Dr. Berwick made that statement when discussing duties of the Council for Comparative Effectiveness Research (CER). That body was part of the original $787 billion stimulus law. CER was created to evaluate the cost of medical treatments and their outcome. Dr. Berwick is enamored with the British system of health care, particularly the National Institute for Clinical Excellence (NICE), which is, as TIME magazine described it: “a rationing panel for British patients.” Dr. Berwick also has been quoted as saying: “I am a romantic about the (British) National Health Service. I love it.”

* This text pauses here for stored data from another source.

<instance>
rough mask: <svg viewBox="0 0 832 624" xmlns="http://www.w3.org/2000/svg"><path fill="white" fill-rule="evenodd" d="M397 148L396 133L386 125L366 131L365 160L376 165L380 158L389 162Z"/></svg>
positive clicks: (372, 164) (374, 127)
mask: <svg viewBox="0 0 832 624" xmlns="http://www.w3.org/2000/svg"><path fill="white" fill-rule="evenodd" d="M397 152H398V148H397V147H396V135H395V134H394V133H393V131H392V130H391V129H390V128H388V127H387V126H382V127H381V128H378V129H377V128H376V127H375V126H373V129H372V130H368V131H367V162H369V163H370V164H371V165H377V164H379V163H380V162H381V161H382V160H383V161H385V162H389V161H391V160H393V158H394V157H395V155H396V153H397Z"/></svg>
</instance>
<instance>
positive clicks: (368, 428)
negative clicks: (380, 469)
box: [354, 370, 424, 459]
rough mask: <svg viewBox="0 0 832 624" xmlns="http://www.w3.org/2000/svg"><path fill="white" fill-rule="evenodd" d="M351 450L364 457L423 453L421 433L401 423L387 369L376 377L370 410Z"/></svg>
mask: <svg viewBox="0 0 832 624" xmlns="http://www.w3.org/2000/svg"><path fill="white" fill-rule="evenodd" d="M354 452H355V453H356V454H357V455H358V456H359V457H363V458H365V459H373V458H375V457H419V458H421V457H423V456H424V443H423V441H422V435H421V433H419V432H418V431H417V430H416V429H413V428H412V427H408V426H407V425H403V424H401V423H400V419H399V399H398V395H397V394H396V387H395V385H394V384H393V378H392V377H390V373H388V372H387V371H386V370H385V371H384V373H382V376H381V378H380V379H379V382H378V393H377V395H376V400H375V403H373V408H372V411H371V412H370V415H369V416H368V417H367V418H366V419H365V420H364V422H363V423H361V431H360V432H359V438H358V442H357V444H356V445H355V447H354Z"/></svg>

He also has been quoted as saying “If I could wave a magic want…health care (would be) a common good—single payer (system) a nonnegotiable starting place.” Britain’s CER model “calculates a treatment by quality-adjusted life years, refusing to pay for a treatment…” costing a certain amount that doesn’t “extend a patient’s life by at least one year.”
Of course, Obama hasn’t given up completely on any possible voters in the next presidential race. His Secretary of Health and Human Services Kathleen Sebelius sent out a slick four-color folder in May to all Medicare recipients in the U.S. saying the new health law “will provide you and your family greater savings and increased quality care…so that you, and your family, and doctor—not insurance companies—have greater control over your care.”
Republican Senate leaders called it propaganda and inaccurate. They demanded that Sebelius tell who commissioned the message and approved the money to mail it. A request to CMS for the cost of the folder and it mailing is still pending.